6.824 2015 Lecture 10: Consistency
Note: These lecture notes were slightly modified from the ones posted on the 6.824
course website from Spring 2015.
Today: consistency
- Lazy release consistency
- Using lazy consistency to get performance
- Consistency = meaning of concurrent reads and writes
- Less obvious than it may seem!
- Choice trades off between performance and programmer-friendliness
- Huge factor in many designs
- Today's paper: a case study
Many systems have storage/memory w/ concurrent readers and writers
- Multiprocessors, databases, AFS, labs
- You often want to improve in ways that risk changing behavior:
- add caching
- split over multiple servers
- replicate for fault tolerance
- How do we know if an optimization is correct?

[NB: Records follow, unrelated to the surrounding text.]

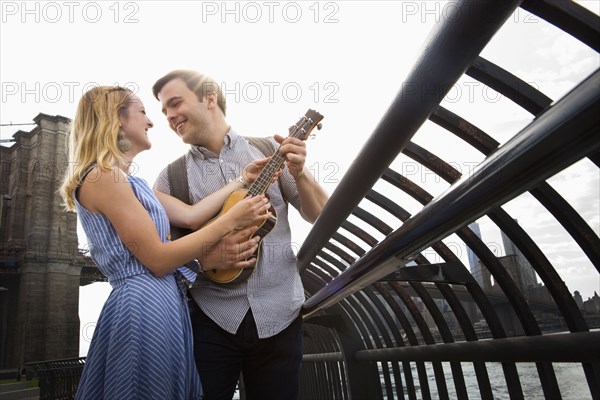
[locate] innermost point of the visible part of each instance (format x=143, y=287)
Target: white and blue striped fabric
x=142, y=345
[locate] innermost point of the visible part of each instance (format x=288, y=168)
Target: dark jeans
x=270, y=367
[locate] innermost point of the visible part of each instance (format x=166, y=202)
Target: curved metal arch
x=486, y=145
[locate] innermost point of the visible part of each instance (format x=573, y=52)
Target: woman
x=142, y=345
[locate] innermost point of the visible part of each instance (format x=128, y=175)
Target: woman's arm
x=111, y=195
x=194, y=216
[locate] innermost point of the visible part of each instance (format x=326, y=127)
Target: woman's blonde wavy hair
x=93, y=135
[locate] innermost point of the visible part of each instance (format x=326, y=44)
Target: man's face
x=187, y=116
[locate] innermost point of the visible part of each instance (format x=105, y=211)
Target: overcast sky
x=346, y=59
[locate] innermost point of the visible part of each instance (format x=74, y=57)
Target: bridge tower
x=40, y=264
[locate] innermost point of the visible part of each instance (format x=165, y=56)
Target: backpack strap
x=178, y=184
x=268, y=149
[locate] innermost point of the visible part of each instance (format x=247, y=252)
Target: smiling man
x=253, y=327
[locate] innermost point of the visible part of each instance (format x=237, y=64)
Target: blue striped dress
x=142, y=345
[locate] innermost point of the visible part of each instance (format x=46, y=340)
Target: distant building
x=578, y=299
x=522, y=272
x=592, y=305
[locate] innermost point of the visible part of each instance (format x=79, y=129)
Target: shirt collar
x=229, y=141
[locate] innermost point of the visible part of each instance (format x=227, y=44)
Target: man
x=253, y=327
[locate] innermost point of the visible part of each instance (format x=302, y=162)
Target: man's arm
x=312, y=196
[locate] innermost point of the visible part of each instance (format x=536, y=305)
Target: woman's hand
x=253, y=169
x=249, y=211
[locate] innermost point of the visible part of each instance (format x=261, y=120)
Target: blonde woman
x=142, y=345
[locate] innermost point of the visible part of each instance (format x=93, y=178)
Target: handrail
x=546, y=146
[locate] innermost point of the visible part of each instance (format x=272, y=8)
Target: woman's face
x=135, y=124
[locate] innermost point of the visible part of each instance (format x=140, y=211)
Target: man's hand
x=231, y=251
x=294, y=151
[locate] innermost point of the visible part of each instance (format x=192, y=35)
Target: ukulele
x=300, y=130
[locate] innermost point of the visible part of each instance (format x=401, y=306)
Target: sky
x=276, y=59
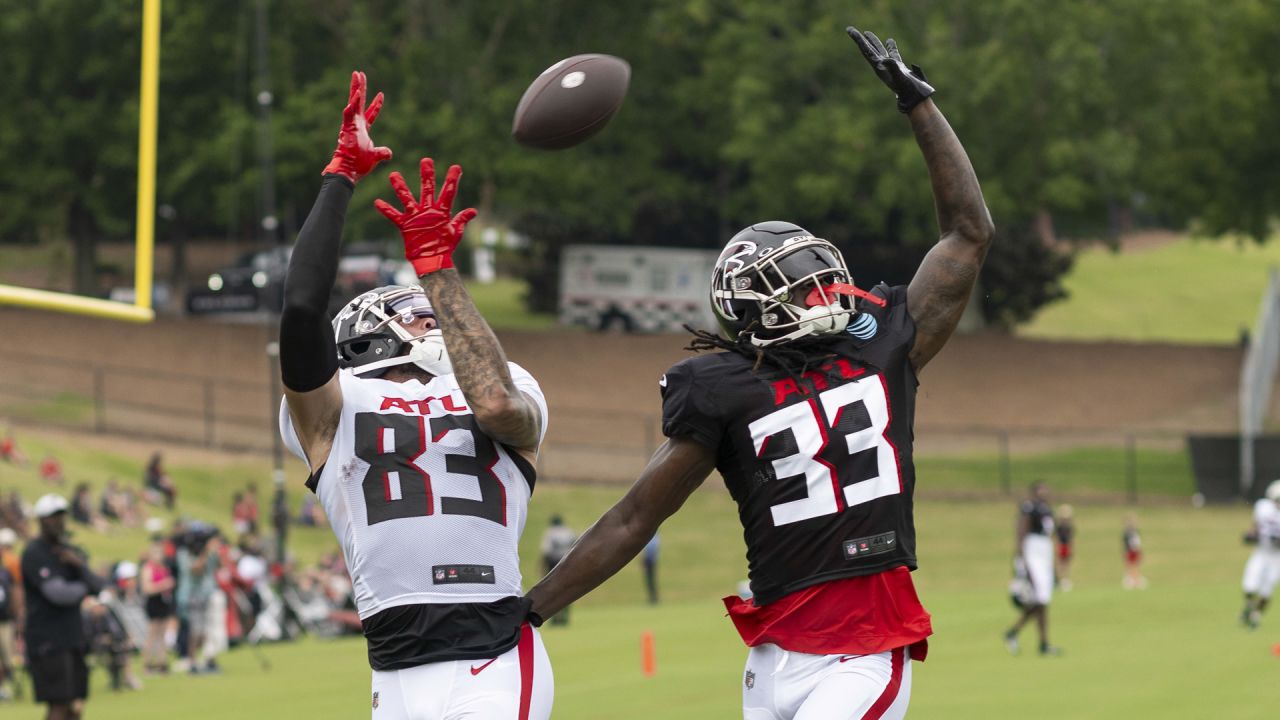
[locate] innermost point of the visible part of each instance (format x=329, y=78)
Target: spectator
x=197, y=569
x=557, y=541
x=129, y=507
x=82, y=505
x=13, y=514
x=280, y=520
x=55, y=580
x=10, y=611
x=109, y=641
x=51, y=470
x=1065, y=532
x=650, y=569
x=156, y=482
x=156, y=586
x=252, y=574
x=251, y=509
x=240, y=514
x=127, y=602
x=109, y=502
x=9, y=451
x=1132, y=541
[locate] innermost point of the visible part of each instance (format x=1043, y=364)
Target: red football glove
x=429, y=232
x=356, y=155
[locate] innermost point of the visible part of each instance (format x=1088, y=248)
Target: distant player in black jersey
x=807, y=413
x=1033, y=552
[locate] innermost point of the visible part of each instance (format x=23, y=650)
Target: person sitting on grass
x=51, y=470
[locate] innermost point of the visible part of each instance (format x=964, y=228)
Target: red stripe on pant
x=525, y=650
x=895, y=683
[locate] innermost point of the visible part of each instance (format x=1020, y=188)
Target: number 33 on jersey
x=819, y=464
x=428, y=507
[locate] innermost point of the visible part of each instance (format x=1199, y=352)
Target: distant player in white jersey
x=421, y=441
x=1262, y=570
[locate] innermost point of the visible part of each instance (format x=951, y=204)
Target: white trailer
x=635, y=288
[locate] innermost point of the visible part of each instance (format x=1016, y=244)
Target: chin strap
x=430, y=354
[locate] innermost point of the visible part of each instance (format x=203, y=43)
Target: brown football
x=571, y=101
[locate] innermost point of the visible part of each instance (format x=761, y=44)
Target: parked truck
x=635, y=288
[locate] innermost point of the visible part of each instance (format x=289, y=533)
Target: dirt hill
x=602, y=390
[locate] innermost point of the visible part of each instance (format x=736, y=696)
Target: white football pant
x=794, y=686
x=1262, y=572
x=1038, y=554
x=515, y=686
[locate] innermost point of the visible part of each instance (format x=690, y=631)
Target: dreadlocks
x=795, y=358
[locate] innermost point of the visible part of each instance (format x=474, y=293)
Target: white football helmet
x=371, y=337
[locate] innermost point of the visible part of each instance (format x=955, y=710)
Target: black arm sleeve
x=307, y=355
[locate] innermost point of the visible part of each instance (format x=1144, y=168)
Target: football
x=571, y=101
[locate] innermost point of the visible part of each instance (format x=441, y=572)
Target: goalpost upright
x=144, y=253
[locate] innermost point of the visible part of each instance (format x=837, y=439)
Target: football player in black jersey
x=807, y=413
x=1033, y=552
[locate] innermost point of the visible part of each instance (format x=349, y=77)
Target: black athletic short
x=59, y=677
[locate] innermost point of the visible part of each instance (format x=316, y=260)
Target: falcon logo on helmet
x=776, y=282
x=371, y=336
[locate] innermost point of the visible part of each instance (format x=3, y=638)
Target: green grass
x=1173, y=651
x=1188, y=291
x=1077, y=470
x=62, y=409
x=502, y=302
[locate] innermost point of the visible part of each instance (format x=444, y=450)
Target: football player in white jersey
x=1262, y=570
x=421, y=441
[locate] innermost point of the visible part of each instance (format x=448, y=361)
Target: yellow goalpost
x=140, y=310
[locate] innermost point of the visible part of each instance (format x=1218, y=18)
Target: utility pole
x=269, y=240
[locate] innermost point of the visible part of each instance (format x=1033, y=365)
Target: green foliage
x=1077, y=115
x=1194, y=290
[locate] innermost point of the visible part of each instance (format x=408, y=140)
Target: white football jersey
x=428, y=509
x=1266, y=516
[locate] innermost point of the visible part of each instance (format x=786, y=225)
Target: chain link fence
x=590, y=445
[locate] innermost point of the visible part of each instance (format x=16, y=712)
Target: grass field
x=1170, y=651
x=502, y=302
x=1185, y=291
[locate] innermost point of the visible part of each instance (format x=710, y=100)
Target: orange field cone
x=648, y=657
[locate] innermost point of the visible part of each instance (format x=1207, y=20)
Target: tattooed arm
x=502, y=410
x=942, y=285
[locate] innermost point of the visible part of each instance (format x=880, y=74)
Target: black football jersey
x=819, y=465
x=1040, y=516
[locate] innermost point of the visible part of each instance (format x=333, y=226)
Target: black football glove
x=909, y=83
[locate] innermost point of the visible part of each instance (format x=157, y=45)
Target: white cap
x=50, y=505
x=1274, y=491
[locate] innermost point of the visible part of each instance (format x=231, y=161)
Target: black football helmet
x=371, y=338
x=776, y=282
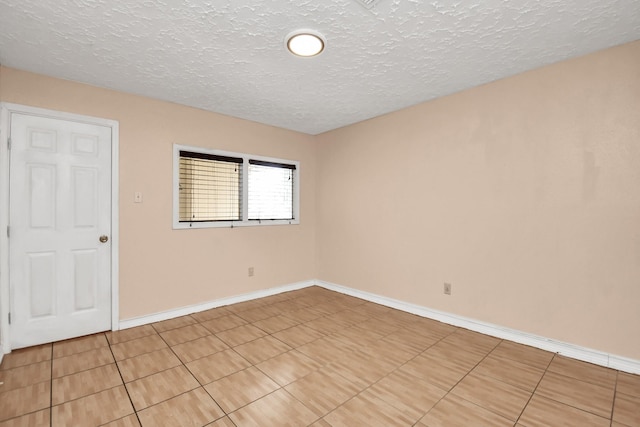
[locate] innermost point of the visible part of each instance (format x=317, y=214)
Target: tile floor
x=307, y=358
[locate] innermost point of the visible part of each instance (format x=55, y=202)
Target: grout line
x=135, y=411
x=533, y=393
x=51, y=391
x=613, y=402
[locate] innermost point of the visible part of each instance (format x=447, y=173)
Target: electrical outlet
x=447, y=288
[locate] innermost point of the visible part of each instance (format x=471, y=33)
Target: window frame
x=245, y=221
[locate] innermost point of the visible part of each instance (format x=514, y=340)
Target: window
x=220, y=189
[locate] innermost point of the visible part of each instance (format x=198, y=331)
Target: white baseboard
x=183, y=311
x=569, y=350
x=573, y=351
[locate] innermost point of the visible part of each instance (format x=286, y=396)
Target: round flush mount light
x=305, y=43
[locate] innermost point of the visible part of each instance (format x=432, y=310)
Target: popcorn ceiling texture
x=229, y=56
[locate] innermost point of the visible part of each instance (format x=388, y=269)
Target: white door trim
x=5, y=304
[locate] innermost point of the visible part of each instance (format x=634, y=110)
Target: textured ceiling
x=229, y=56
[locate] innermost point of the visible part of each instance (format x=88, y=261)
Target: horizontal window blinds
x=210, y=187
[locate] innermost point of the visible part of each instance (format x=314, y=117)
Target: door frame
x=6, y=109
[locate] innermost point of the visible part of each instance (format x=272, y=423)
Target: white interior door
x=60, y=226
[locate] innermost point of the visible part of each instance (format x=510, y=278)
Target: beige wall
x=524, y=194
x=162, y=268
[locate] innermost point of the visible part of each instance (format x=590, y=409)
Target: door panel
x=60, y=204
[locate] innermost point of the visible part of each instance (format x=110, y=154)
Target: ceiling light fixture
x=305, y=43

- We need a way to think about correct execution of distributed programs
- Most of these ideas from multiprocessors and databases 20/30 years ago
How can we write correct distributed programs w/ shared storage?
- Memory system promises to behave according to certain rules
- We write programs assuming those rules
- Rules are a "consistency model"
- Contract between memory system and programmer
What makes a good consistency model?
- There are no "right" or "wrong" models
- A model may make it harder or easier to program
- i.e. lead to more or less intuitive results
- A model may be harder or easier to implement efficiently
- Also application dependent
Some consistency models:
- Spanner: external consistency (behaves like a single machine)
- Database world: strict serializability, serializability, snap-shot isolation, read-committed
- Distributed file systems: open-to-close consistency
- Computer architects: TSO (total store ordering), release consistency, etc.
- Concurrency theory: sequential consistency, linearizability
- Similar ideas, but sometimes slightly different meaning
DSM is a good place to start to study consistency
- Simple interface: read and write of memory locations
- Consistency well developed in architecture community
Example:
x and y start out = 0
M0:
x = 1
if y == 0:
print yes
M1:
y = 1
if x == 0:
print yes
Can they both print "yes"?
Performance of DSM is limited by memory consistency
- With sequential consistency, M0's write must be visible to M1 before M0 can execute read
- Otherwise both M0 and M1 can read 0 and print "yes"
- (Second "forbidden" example)
- Thus operations will take a while in a distributed system
- And they have to be done one by one
Treadmarks high level goals?
- Better DSM performance
- Run existing parallel code (multithreaded)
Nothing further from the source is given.